Sudden 35% decline in bank checking rates -- Y2k related?greenspun.com : LUSENET : TimeBomb 2000 (Y2000) : One Thread
I've noticed something with my bank that MAY be Y2k related.
For at least the past 3-4 years, my checking account had paid between 1.00% and 1.01% APR on all balances, as long as a $500 minimum was maintained. Over the past 3 months, the rate has dropped in steps and now stands at 0.65% APR -- a 35% decline. The bank gave no advance notice that this was in the offing.
When I contacted customer service, they said that "it's due to falling mortgage rates" which is patently absurd. Rates have been up and down several times the past few years, and long rates have been, in fact, rising since October. Then customer service tries to convince me to move some cash into long-term "investor services" products. I point out that her suggestion is irrelevant and, furthermore, those funds are not even FDIC insured.

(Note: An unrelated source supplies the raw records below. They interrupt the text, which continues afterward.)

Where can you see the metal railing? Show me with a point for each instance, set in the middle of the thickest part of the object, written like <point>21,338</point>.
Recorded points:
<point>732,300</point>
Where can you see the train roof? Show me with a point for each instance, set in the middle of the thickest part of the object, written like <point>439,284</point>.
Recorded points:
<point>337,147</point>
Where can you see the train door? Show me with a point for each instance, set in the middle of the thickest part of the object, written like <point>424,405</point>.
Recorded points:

I thought for a moment that this might be related to a recent post-merger money grab and reshuffling at this particular bank, but she insists not.
So, my theory is that the bank is bleeding capital and that it may be directly related to an increasing Y2k withdrawal rate. If so, this would be extremely disturbing, as the banks should actually be attempting to INCREASE deposits, not drive them away via ever more paltry returns. This bank is actually REDUCING the incentive to maintain anything but a token cash balance. It would appear that concentration on bottom line profitability is STILL outweighing the viability of the system as a whole.

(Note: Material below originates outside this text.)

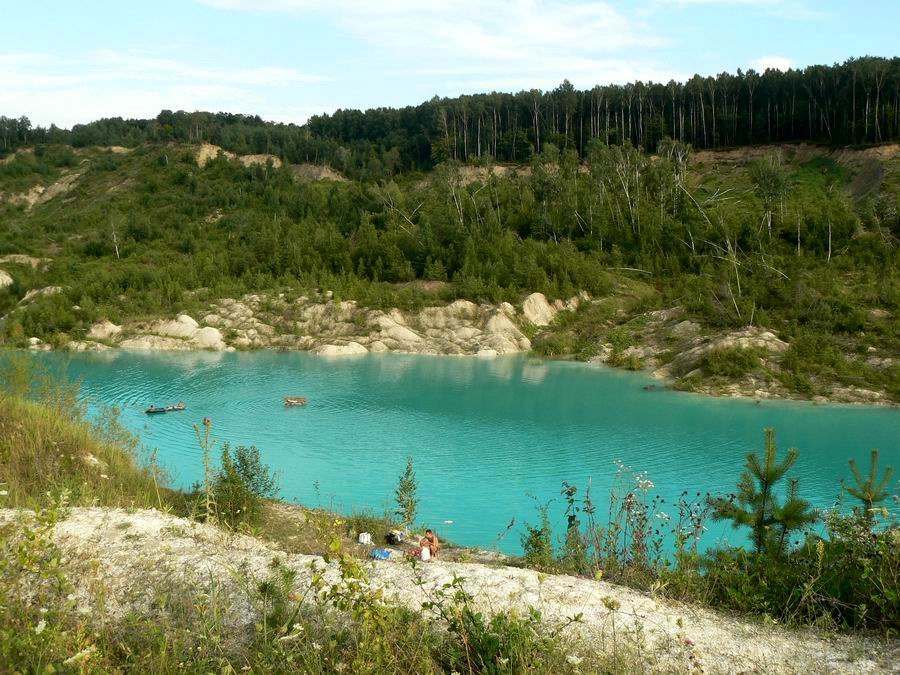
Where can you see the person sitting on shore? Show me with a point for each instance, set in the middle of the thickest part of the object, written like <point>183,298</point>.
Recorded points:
<point>430,541</point>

Note that due to the speculative nature of this post, I prefer not to name the bank. Has anyone else seen returns on their bank checking or savings deposits SUDDENLY declining? Is this a general trend, or specific to this particular bank?
-- depositor (email@example.com), April 18, 1999
No such change here. Still a steady 1%.
-- No Spam Please (No_Spam_Please@anon_ymous.com), April 18, 1999.
NOTHING that Bankers do surprises me - they are driven by greed and the bottom line for their Directors. Expect to see fireworks in the near term.
-- Andy (2000EOD@prodigy.net), April 18, 1999.
Heard directly from the top man in the state's banking that they are seeing a dramatic shift to 6-month CDs, and long-term investments are being shunned. He said in response the banks will be offering financial incentives and promotions for longer-term choices. It was a surprise to hear him indulge that pat thinking would solve the banking problem or lure people to forget about Y2K and their money.
-- h (firstname.lastname@example.org), April 18, 1999.
I have noticed the little flyers I have been getting with every bank statement encouraging me to put my money in investment vehicles that are not FDIC insured and I, too, have noticed interest rates on savings and checking dropping and dropping lower and lower. That crap about mortgage interest rates is bull-oney.
I'm just glad the hubby and I work hard to spend every penny in the checking acct every month! ;-)
-- K (email@example.com), April 18, 1999.
OK, thanks everyone. So strange - rock solid for years and now dropping like a rock. I'll keep an eye out for the next statement and post again if these rates keep dropping. Meanwhile, I'm gonna find me another bank.
-- depositor (firstname.lastname@example.org), April 19, 1999.
There was a post on another site regarding interest bearing checking accounts. According to that post, they fall in the same category as "savings." Generally, savings accounts have a caveat in the fine print that your money may not be available for withdrawal immediately on demand, giving the bank some time to delay. Accordingly, I have changed my checking to a non-interest bearing account.
-- cautious (email@example.com), April 19, 1999.
Don't know - good observation - the banks have faced a large increase in what they have to pay out (recoding, fixing, testing) due to y2K - it's certainly likely they are trying very hard to remain "profitable" - and the people depositing checks are already cusomers, not likely to leave, and may not even notice (as I failed to notice!). I don't think changing interest reflects a change in saving rates, rather they are trying to reduce losses to uphold profits.
Anything they don't pay in interest, they keep as profit.
And that is just a guess......but certainly it isn't due to any change to (recent) mortgage rate changes.